Les observations réalisées ce lundi 18 mai montrent que les parcelles se situent majoritairement entre le début du gonflement (BBCH 41) et la pleine épiaison (BBCH 59). Après une semaine de Saints de Glace bien marquée, des températures estivales sont attendues dès la fin de semaine et devraient se maintenir plusieurs jours. Ces conditions plus chaudes seront favorables à une reprise du développement des maladies foliaires, en particulier sur les variétés sensibles.
Rappels des principales maladies en froment :
La septoriose est observée dans toutes les parcelles, principalement sur les feuilles F3 et F4 définitives. Dans les situations les plus sévères, jusqu'à 95 % des F3 peuvent être touchées, avec environ 12 % de surface foliaire atteinte.
Certaines parcelles restent toutefois peu impactées, avec très peu de symptômes. Cette situation s'explique notamment par des dates de semis plus tardives, des variétés plus tolérantes ou encore des cumuls de précipitations plus faibles.
La rouille jaune a été, en partie, lessivée par les pluies mais les foyers ont été marqués sur certaines variétés telles que Champion ou Celebrity mais aussi sur SU Horizon, Debian, SY Revolution, KWS Sverre, KWS Sabrum, LG Niklas, …
La rouille brune pourrait devenir plus visible dans les prochains jours. Elle était actuellement observée dans la majorité des parcelles à des intensités très différentes, avec une présence plus marquée sur les variétés Debian, SY Revolution, KWS Sverre, KWS Extase, Champion et LG Niklas. Les pustules sont présentes sur plusieurs étages foliaires, notamment sur les F2 et F3 définitives, ce qui nécessite une surveillance de la maladie.
Recommandations :
- Si aucun traitement n'a été réalisé au stade 2e nœud (BBCH 32), il est conseillé d'envisager un traitement fongicide complet au stade dernière feuille entièrement déployée (BBCH 39), afin de protéger la culture contre les maladies foliaires, principalement la septoriose et les rouilles.
- Si vous avez traité vos froments au stade 2e nœud (BBCH 32) ou plus tôt, la culture a probablement atteint le stade épiaison (BBCH 51-59). Il est donc temps d'envisager un second traitement afin de protéger les nouvelles feuilles ainsi que l'épi. Il est toutefois préférable d'attendre encore quelques jours afin que l'épi soit suffisamment dégagé pour être correctement protégé (et de privilégier le prothioconazole).
- Si un traitement a été réalisé récemment au stade BBCH 39, il est recommandé d'attendre avant d'envisager un éventuel traitement relais (minimum 3 semaines après).
Pour rappel et afin d'éviter l'apparition trop rapide de résistance au sein des pathogènes, il est conseillé :
- d'alterner les triazoles utilisés entre les applications ;
- de n'appliquer une strobilurine qu'une seule fois par saison ;
- de n'appliquer un QiI (fenpicoxamid) qu'une seule fois par saison ;
- de n'appliquer un SDHI qu'une seule fois par saison.

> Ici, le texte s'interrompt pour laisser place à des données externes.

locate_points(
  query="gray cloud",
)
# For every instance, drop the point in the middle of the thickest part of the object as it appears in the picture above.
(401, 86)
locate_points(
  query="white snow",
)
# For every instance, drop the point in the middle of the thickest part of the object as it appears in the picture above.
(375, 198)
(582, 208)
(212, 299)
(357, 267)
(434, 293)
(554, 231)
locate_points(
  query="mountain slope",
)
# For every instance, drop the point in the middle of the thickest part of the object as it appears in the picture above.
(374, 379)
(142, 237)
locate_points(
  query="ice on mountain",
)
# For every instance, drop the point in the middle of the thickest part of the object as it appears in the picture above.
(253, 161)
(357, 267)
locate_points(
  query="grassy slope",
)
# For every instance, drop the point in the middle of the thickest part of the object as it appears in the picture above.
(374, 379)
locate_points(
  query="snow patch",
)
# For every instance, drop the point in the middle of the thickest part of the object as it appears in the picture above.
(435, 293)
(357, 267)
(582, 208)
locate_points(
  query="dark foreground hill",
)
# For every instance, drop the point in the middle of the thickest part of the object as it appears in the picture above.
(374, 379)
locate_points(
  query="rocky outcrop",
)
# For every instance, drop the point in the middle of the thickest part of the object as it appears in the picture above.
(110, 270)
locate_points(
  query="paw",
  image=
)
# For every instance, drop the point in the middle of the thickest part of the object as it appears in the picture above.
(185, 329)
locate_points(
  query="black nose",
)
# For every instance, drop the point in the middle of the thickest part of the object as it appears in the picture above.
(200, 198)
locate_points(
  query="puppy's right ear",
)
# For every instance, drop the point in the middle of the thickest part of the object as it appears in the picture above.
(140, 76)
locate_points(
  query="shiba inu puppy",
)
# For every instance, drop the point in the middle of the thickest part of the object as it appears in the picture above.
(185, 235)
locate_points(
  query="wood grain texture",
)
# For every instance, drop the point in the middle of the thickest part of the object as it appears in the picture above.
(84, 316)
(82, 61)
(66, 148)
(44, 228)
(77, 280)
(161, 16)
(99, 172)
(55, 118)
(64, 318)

Le traitement devra reposer sur une solution contenant plusieurs modes d'actions : à base de triazole (prothioconazole, mefentrifluconazole, tebuconazole ou metconazole) et/ou de picolinamide (fenpicoxamid) ou/et de SDHI (bixafen, fluopyram, fluxapyroxad, benzovindiflupyr). Le mefentrifluconazole et le fenpicoxamid se sont démarqués comme les substances les plus performantes contre la septoriose. L'ajout d'une strobilurine n'est utile que si vous avez une variété sensible aux rouilles. Au vu du potentiel observé actuellement dans les parcelles, il est fortement conseillé de prendre cette maladie en compte également.
L'ajout d'un produit multi-sites, à base de folpet ou de soufre (liquide de préférence) est toujours recommandé si aucun autre traitement fongicide n'a été effectué auparavant. Les phosphonates de potassium (ainsi que leur combinaison avec du soufre) viennent compléter le panel des fongicides multi-sites disponibles actuellement sur le marché.
Fusariose des épis :
Les parcelles les plus avancées, actuellement entre la fin épiaison (BBCH 59) et la floraison (BBCH 65), sont soumises à une période de sensibilité à la fusariose des épis. Les pluies enregistrées ces derniers jours ont pu engendrer un risque d'infection dans ces parcelles si l'inoculum était présent. Toutefois, les éventuels traitements réalisés récemment au stade épiaison (BBCH 55-59) ont permis de protéger les épis et contribuent à limiter ce risque.
Pour les autres parcelles, qui n'ont pas encore atteint ces stades sensibles, les conditions plus estivales annoncées pour les prochains jours ne devraient pas être favorables au développement de la maladie lors de l'épiaison et de la floraison à venir. La situation sera néanmoins réévaluée lundi prochain.